MP Materials (MP -7.92%), the company that owns the sole rare earth mine in this country, didn’t have a prosperous Friday on the stock market. Its shares were hit with an 8% decline following the company’s publication of its latest quarterly earnings release. That fall was particularly conspicuous, given that the benchmark S&P 500 (^GSPC -0.07%) more or less traded sideways that day.
Material shortfall
MP Materials’ first-quarter figures were disseminated after market hours Thursday, and on Friday it felt as if the stock was suffering a hangover.
Image source: Getty Images.
That’s because the company’s total revenue, although it rose by 25% year over year to $60.8 million, whiffed on the analyst estimate. Pundits tracking the stock were collectively modeling $64.4 million.

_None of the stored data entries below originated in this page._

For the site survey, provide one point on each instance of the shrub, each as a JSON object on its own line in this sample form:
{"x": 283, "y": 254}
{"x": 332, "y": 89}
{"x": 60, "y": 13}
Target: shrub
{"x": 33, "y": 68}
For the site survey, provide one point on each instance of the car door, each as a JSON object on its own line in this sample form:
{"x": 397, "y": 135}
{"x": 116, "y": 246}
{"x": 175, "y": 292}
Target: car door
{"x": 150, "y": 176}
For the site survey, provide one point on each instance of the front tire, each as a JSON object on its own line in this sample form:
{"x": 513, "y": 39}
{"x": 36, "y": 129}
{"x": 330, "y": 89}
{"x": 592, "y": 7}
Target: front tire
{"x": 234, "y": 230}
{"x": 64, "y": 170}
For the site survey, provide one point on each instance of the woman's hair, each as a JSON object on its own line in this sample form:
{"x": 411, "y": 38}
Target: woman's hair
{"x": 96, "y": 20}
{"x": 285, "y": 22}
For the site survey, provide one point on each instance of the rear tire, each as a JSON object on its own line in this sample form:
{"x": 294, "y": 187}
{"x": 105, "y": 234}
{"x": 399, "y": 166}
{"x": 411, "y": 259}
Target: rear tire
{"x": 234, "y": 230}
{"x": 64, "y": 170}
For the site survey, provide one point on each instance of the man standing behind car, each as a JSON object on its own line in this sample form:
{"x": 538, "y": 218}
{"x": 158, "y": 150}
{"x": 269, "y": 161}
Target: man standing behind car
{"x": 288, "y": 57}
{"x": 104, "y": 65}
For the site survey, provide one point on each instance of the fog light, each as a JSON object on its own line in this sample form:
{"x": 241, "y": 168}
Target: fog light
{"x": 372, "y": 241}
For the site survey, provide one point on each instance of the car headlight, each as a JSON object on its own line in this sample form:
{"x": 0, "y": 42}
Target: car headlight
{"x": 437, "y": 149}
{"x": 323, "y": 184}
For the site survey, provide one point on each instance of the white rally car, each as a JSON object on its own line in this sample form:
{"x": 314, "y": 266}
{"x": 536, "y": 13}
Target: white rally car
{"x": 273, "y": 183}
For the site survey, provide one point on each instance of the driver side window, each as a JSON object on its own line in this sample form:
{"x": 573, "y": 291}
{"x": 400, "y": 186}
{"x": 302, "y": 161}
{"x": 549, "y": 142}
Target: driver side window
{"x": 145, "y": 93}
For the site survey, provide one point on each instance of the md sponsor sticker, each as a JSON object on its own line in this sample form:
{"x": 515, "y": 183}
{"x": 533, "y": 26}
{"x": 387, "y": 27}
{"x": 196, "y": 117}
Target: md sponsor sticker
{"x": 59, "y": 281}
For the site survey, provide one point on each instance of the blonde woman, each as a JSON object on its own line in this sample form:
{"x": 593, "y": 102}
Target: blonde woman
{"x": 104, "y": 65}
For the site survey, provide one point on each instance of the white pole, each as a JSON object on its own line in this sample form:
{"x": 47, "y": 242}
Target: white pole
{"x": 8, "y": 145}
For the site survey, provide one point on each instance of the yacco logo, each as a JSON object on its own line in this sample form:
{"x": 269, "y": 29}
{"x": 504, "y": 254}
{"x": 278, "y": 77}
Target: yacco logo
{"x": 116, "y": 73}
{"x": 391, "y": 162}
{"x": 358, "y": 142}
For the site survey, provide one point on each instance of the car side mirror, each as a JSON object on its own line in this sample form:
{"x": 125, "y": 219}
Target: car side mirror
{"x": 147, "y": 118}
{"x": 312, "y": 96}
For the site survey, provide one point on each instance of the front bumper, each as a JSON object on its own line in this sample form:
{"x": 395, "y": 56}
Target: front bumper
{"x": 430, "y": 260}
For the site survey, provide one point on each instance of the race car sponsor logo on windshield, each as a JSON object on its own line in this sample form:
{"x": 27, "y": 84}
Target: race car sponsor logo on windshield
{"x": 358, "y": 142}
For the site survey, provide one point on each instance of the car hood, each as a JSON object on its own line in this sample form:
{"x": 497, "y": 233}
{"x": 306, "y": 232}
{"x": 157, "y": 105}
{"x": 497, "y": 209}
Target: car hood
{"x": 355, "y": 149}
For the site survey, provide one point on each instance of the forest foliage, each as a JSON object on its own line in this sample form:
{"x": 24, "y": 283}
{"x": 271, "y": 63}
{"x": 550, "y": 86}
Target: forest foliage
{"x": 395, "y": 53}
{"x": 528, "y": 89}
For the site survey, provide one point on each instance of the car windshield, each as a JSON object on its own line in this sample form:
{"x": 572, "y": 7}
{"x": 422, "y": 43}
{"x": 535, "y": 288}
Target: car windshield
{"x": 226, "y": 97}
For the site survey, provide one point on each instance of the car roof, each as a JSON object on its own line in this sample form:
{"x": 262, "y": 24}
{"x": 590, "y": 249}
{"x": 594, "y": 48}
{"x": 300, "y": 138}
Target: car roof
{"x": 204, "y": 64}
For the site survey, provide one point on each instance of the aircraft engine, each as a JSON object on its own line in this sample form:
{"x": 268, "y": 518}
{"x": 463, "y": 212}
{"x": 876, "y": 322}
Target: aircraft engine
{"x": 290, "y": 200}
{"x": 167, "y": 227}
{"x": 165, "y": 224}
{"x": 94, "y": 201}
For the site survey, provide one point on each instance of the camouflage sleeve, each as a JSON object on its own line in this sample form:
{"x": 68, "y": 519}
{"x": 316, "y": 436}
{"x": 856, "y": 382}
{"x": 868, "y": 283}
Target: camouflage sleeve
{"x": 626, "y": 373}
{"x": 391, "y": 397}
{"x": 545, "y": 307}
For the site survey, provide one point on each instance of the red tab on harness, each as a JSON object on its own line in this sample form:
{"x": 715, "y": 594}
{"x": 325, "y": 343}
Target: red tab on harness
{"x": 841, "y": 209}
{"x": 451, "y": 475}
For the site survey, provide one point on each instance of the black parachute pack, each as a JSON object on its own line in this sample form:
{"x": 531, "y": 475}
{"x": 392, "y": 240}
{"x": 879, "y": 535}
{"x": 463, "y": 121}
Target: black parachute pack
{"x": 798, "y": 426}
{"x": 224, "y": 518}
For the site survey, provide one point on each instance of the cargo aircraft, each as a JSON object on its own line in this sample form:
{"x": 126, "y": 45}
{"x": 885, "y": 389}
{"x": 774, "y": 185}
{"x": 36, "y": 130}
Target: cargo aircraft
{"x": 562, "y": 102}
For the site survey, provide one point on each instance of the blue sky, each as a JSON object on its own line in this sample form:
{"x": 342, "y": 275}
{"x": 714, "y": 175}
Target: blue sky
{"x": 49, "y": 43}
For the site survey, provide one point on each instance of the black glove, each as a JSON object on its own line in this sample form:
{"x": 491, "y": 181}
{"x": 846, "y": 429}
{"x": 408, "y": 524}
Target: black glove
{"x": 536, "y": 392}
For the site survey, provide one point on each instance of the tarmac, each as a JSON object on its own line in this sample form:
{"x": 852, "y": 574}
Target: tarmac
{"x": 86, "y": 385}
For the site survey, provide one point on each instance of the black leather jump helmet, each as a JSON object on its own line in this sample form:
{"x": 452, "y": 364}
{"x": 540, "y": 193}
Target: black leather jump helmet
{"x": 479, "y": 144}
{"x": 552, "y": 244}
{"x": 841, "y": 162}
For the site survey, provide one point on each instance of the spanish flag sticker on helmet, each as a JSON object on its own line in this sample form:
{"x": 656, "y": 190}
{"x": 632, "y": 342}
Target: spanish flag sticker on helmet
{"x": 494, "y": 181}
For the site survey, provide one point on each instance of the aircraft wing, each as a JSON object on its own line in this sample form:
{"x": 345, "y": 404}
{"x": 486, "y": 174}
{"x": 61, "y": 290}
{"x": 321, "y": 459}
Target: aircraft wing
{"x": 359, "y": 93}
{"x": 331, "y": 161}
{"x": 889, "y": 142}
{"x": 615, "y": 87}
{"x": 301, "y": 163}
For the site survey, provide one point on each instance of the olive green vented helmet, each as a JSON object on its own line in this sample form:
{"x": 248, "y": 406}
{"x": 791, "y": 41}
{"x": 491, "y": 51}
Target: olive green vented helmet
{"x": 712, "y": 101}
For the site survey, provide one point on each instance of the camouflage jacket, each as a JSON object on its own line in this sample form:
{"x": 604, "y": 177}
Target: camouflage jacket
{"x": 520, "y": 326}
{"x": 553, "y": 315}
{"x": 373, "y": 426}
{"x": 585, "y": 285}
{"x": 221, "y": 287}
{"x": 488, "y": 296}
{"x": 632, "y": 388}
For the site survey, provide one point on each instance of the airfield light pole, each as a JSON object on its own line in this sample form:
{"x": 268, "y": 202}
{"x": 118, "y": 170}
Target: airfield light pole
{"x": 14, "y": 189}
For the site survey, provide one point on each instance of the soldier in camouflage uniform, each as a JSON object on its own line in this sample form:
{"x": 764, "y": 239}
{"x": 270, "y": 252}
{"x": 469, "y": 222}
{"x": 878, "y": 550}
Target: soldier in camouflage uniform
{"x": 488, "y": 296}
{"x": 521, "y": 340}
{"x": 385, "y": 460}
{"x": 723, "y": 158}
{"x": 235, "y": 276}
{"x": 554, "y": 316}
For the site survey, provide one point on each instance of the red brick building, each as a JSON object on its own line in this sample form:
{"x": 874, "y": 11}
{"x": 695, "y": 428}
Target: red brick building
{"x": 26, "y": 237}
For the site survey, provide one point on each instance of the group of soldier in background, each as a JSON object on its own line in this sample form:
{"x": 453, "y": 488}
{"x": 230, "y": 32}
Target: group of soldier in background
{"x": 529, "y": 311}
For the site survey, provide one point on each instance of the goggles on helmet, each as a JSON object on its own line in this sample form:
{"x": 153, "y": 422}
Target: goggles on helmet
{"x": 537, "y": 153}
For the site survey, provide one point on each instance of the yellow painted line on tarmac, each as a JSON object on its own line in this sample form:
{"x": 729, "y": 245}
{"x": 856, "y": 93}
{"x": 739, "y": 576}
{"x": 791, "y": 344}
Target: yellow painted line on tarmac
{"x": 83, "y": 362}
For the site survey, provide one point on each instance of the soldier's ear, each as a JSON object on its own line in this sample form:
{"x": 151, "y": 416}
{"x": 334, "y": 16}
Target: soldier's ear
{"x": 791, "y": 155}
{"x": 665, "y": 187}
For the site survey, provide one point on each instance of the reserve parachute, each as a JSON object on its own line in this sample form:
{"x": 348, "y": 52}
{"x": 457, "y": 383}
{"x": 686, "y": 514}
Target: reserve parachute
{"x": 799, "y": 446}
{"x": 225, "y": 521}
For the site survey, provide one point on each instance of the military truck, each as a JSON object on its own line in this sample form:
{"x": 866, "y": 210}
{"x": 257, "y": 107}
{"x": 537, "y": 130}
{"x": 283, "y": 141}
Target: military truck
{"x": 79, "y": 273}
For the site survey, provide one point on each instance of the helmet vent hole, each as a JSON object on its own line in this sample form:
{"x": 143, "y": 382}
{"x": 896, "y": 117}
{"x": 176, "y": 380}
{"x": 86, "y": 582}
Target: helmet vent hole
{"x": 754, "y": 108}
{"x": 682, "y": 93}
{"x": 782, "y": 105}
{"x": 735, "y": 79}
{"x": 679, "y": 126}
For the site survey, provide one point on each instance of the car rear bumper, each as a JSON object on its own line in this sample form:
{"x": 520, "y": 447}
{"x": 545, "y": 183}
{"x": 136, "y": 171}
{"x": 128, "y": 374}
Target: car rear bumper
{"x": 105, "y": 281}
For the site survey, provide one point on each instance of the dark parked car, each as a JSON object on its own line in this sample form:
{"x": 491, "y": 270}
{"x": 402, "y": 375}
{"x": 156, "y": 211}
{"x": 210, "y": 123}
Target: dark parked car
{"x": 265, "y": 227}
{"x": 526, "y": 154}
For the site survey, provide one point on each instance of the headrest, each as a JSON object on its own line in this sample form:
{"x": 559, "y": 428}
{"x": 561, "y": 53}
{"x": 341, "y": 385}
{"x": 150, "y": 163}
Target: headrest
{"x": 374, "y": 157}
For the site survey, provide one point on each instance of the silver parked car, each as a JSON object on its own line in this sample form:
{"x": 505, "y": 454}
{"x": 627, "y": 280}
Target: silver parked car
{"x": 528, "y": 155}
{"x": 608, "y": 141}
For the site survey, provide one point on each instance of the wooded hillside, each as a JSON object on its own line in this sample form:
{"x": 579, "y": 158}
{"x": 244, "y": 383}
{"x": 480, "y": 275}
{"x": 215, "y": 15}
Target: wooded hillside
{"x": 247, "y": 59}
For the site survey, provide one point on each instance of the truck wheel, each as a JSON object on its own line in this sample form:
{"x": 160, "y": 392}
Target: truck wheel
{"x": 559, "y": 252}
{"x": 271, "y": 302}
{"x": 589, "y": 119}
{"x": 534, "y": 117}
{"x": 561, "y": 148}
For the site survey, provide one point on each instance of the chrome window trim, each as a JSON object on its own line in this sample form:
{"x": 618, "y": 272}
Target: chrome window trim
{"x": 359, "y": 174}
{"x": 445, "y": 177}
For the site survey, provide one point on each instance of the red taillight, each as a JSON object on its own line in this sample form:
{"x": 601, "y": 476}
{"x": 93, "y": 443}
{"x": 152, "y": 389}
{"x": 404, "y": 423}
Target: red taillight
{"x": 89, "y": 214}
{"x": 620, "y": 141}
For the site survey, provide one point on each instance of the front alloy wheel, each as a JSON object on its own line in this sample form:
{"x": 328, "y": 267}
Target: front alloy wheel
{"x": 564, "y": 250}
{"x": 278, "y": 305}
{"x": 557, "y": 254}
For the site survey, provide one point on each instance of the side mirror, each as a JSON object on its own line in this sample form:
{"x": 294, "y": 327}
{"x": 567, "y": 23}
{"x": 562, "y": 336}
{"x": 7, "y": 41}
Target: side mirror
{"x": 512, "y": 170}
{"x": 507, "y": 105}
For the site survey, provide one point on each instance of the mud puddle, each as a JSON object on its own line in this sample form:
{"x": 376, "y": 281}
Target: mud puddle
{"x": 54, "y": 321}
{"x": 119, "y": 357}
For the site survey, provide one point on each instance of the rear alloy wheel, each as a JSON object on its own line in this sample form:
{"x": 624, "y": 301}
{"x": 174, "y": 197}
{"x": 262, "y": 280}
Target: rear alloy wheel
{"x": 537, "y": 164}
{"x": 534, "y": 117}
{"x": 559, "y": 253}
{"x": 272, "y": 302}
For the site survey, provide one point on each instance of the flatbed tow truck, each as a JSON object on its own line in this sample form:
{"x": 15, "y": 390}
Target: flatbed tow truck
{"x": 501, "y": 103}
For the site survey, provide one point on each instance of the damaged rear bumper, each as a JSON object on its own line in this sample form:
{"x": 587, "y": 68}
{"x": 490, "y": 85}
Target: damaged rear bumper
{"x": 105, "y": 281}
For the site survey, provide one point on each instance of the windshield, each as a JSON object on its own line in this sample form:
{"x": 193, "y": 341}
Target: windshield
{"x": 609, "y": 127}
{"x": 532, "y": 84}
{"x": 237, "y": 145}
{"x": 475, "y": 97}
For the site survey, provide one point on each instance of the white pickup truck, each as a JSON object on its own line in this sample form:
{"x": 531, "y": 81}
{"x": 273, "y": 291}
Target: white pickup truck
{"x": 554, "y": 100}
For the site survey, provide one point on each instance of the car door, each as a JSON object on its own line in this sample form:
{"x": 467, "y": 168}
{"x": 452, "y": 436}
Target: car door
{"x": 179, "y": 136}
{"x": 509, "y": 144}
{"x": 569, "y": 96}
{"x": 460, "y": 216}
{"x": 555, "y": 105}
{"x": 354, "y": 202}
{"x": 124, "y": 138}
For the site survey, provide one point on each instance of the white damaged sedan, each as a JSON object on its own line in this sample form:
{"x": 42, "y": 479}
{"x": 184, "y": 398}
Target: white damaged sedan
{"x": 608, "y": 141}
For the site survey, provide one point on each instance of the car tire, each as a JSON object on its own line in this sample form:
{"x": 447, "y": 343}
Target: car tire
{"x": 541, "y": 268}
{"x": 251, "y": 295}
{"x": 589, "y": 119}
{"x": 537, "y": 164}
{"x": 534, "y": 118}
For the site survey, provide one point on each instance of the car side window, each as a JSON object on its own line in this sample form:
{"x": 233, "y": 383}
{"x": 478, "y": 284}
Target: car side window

MP Materials also missed on the bottom line, albeit more narrowly, but its non-GAAP (generally accepted accounting principles) adjusted net loss was notably steeper compared to that of first quarter 2024. The company was in the red at nearly $20 million, or $0.12 per share, against the $12.4 million deficit in the comparable year-ago period. The consensus analyst estimate for the line item was $0.11 per share.
War, what is it good for?
Compounding those misses, the U.S. and China continue to spar about international trade, specifically the heavy tariffs the President Trump has imposed on the Asian country. In line with this, MP Materials recently halted its shipments of rare-earth concentrates to China, but a single client in that nation was responsible for more than four-fifths of the company’s revenue last year.
No matter how the company performs, if the trade war persists, sentiment on its stock will remain negative. Hopefully the trade war won’t last too long — otherwise, MP Materials could be in for some difficult times.